母親や上司が子供さんや部下を叱咤する場面で、よく耳にするこのフレーズ。

「なんでこんなこともわからないの?」

「なんでできないの?」

 

私はこれって、非常に恥ずべき発言だと思うのです。その理由は2つ。

 

1.なぜ分からないかを考えるのは、指導(教育)する側の責務です。

それまでの教え方ではうまく理解させられないことを認識し、分からない理由を分析し、やり方を変えて指導する必要がある。理由を本人に聞くなどという行為は職務放棄だと思うわけです。

2.自分より上のステージのことは理解できないのが普通です。

理解できない理由を本人が判るわけがない。経験が浅い人・能力が低い人が理解できるような工夫が必要。

***

この2つ目の理由に関して、私の昔話を紹介します。

私は学生時代、ベースギターに夢中でした。TV等から流れてくる音を片っ端から耳コピして演奏していたため、どんなフレーズでも耳コピできる自信をもっていました。

しかし、そのしばらく後、弦を叩いたりはじいたりするスラッピングという奏法に憧れたのですが、そこで大きな壁にぶち当たりました。音は聴こえているのに耳コピができなかったのです。

通常のピック奏法あるいはツーフィンガー奏法のベース音は、ボンボンボーンと均一な音の羅列ですが、スラッピングは、ドペドペドドドンズイットベコンベコンと、摩擦音、破裂音のようなものまで混じり、ベースの音は確実に聴こえているのに、運指がサッパリ読み取れない。耳コピ出来ないことに衝撃を覚えました。

それでもどう弾いているのかをひたすら想像する。音を聴き比べながら、試行錯誤で弾き方を探していきました。こうやって弾くのか!と少しずつ、正解の奏法が導き出せた直後、第二の衝撃がありました。

音が急にクリアに聴こえるのです。弦を弾く指の動きを想像できたことで聴こえたという意味では「見えた」という表現が適切かもしれません。

その日以降、演奏方法の解釈が進むにつれ、何もないと思っていた隙間の音も、より細部まで聴こえるようになっていったのです。
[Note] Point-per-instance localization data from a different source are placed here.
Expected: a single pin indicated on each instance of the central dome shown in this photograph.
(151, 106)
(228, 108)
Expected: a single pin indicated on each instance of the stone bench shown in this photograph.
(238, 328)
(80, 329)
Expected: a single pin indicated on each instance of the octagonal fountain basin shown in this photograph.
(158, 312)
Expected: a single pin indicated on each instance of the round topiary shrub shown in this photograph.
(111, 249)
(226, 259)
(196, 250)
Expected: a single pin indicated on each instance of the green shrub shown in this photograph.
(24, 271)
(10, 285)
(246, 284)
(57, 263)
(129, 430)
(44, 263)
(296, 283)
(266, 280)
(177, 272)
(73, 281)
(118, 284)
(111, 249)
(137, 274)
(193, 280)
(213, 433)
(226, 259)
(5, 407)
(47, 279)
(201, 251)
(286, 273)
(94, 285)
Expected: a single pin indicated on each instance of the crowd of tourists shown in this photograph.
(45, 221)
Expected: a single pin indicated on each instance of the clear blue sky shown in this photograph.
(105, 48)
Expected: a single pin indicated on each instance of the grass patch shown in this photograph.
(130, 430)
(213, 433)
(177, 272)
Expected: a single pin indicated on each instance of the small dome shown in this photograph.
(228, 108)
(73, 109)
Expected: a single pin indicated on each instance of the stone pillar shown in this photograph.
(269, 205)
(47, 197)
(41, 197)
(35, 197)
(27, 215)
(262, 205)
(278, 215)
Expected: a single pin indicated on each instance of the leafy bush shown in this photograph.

これらの体験から、自分のステージより上のものは見えていないものだな、ということを学びました。自分を高めることで今まで見えなかったものが見えてくる。何かを極めたことががある人は、まだ見ぬ領域の存在を知っている。つまり、全部見えているとか、全部理解できていると思って(言って)いる人は、逆に極めたことがない人だということが判ります。

***

この言葉は、何も考えず指導し、指導者や親として責任をもっていないことを言いふらしているようなものだと私には思えます。

 

経験が浅い人は、経験を積んだ人と同じ感覚で物事を認識できるわけではありません。ご自身の若かりし頃のモヤが掛かったような感覚を思い出してください。

 

下のステージに居る人には、先人として愛をもって目線を合わせた助力ををする。

自身もまた、まだ見ぬ上のステージがあることを忘れず、慢心せずに上をみる。

 

感情に任せた叱咤は卒業したいですね。